Rollonsummerplease · 05/11/2024 08:14

It sounds like he doesn't really like it but because he knows it's so important to you he doesn't want to say so outright.

I think you are being a bit unreasonable expecting him to do something he is making plain, in every way way but verbalising he doesn't really want to do.

It seems a shame if everything else in your relationship is so good, including the rest of your sex life, that you are focusing on this negative. But if you think its worth ending your relationship over that's up to you. Fair enough. Forcing him to do something he doesn't want to do is not right.

Sweepsthepillowclean · 05/11/2024 08:14

LilacWriter · 05/11/2024 08:10

@Whatshallwedowiththedrunkensailor if he doesn't like it, he shouldn't have lied and said he did.

Compatibility is important and partners shouldn't lead each other up the garden path.

There's a reason he initiated it at the start isn't there?

Edited

He didn’t seem very experienced at the beginning, maybe he was trying to please you and has since realised in fact he DOESN’T like it or having someone ‘sit on his face’.
Everyone has the choice to change their mind about something they no long like to do. Nobody should be forced into it.

QueenCamilla · 05/11/2024 08:17

@LilacWriter
Is oral some sort of... Obsession?
I can't see the problem with him not doing something he doesn't enjoy whilst satisfying you in other ways.

I can think of quite a few sexual acts I'd rather not do (particularly on the regular) when my partner seems satisfied otherwise with our sex life.

LilacWriter · 05/11/2024 08:18

For everyone saying he doesn't it like, the thing is he stated he does and that I should ask.

So I do, and in those moments he does it. Or if ask to go 69 he does it.

He isn't being 'forced' in any way. I know I couldn't live the rest of my life without it.

OP posts:
LilacWriter · 05/11/2024 08:21

@QueenCamilla I'm not sure it's an 'obsession'. It's my preferred sex act.

I also used to orgasm from intercourse but this hasn't been possible for a few years so it's more important.

OP posts:
Sweepsthepillowclean · 05/11/2024 08:21

LilacWriter · 05/11/2024 08:18

For everyone saying he doesn't it like, the thing is he stated he does and that I should ask.

So I do, and in those moments he does it. Or if ask to go 69 he does it.

He isn't being 'forced' in any way. I know I couldn't live the rest of my life without it.

He DOESN’T like it!!! He wants to please you.
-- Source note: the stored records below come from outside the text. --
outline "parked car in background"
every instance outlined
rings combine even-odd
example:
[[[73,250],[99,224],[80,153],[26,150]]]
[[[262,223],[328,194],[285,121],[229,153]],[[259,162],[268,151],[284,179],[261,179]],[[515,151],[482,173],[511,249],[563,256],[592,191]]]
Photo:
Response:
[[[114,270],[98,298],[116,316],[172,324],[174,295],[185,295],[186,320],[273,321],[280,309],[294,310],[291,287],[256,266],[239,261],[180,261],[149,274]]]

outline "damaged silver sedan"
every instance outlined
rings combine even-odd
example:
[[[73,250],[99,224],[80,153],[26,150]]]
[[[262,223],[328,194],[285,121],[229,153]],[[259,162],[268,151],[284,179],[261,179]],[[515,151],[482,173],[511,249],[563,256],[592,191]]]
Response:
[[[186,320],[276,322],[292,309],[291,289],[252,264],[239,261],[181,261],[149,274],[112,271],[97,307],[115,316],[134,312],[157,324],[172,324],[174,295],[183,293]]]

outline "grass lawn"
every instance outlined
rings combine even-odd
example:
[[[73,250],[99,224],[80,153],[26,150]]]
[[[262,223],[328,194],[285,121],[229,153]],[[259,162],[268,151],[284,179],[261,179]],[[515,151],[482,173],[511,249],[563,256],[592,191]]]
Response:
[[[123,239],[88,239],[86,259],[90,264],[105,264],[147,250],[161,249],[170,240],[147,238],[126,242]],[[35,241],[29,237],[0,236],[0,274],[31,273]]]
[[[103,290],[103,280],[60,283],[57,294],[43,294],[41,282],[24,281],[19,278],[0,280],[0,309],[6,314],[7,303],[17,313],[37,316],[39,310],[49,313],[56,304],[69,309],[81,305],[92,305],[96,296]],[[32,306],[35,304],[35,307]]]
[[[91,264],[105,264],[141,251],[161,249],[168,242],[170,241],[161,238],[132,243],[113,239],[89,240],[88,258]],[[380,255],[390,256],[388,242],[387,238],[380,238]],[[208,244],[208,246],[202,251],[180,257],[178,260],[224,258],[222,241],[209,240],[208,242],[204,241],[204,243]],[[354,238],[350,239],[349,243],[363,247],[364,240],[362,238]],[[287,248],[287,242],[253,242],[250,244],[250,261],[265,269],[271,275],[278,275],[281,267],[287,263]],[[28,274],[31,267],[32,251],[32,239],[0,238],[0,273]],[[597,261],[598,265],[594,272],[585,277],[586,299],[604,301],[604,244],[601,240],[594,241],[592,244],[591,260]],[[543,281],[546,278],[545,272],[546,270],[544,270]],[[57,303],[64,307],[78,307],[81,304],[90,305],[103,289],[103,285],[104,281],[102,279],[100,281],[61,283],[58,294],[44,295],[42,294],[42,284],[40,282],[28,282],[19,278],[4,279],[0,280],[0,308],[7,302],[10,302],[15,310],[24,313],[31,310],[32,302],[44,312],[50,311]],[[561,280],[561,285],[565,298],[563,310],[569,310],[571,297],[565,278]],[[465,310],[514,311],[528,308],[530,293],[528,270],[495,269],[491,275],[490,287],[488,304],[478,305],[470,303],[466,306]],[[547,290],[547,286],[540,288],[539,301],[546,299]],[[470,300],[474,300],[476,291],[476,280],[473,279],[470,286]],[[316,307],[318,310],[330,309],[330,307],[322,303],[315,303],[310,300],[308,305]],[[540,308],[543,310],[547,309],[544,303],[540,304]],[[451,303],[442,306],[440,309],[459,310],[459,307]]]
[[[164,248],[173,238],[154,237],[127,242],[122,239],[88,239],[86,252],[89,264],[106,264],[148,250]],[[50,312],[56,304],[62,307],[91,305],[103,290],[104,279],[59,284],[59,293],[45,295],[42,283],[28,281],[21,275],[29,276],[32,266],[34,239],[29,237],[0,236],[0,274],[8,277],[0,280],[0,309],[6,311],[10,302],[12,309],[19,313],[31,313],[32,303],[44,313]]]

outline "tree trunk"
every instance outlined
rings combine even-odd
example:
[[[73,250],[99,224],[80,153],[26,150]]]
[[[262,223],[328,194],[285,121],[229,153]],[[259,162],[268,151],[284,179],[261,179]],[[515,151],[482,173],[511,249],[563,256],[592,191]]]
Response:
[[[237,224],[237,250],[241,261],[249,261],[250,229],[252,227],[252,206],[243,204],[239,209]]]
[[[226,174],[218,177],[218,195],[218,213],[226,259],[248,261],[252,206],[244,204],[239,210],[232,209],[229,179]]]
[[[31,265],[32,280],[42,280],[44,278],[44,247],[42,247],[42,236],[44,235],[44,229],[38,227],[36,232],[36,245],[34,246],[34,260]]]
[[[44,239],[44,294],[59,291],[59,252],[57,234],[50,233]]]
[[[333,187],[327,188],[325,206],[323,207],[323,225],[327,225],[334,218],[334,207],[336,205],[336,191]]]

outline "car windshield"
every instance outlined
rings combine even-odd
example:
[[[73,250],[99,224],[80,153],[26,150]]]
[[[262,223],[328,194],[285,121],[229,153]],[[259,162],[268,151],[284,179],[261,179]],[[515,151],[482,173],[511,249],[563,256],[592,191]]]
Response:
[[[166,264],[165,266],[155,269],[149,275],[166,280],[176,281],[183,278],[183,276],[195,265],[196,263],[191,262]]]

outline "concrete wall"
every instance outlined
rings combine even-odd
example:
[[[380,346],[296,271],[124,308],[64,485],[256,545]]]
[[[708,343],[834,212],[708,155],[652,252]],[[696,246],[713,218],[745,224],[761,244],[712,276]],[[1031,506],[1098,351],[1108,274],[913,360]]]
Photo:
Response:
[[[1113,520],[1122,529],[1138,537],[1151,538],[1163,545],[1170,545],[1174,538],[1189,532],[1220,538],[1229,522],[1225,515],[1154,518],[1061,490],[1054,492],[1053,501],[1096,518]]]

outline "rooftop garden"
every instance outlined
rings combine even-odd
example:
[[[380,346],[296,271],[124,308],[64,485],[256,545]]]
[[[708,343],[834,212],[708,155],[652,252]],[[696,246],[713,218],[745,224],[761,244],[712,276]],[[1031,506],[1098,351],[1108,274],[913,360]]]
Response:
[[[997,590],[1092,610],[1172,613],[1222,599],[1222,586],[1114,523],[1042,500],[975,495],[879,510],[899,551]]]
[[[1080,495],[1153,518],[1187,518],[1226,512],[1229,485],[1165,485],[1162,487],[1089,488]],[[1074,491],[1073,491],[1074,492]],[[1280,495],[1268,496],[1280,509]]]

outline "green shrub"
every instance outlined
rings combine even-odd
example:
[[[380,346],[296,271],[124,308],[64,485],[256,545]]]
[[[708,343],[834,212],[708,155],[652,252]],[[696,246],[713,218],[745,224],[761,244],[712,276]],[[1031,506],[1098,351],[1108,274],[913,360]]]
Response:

Otherwise he would do it of his own accord. He is hoping you won’t ask. But you constantly do. Same as a bloke insisting on a blow job… no difference.

RedHelenB · 05/11/2024 08:22

Whatshallwedowiththedrunkensailor · 05/11/2024 08:06

Maybe he just doesn’t like it. I mean if that’s a deal breaker then ok but people don’t tend to do what they don’t like with much enthusiasm 🤷‍♀️

This. Honestly, I think you should accept the situation if he's great in all.other aspects. He loves you enough to do it, just doesn't love doing it enough to do it unprompted

BIossomtoes · 05/11/2024 08:22

I know I couldn't live the rest of my life without it.

If he complies when you ask you won’t have to. This is a tight diamond shoe situation.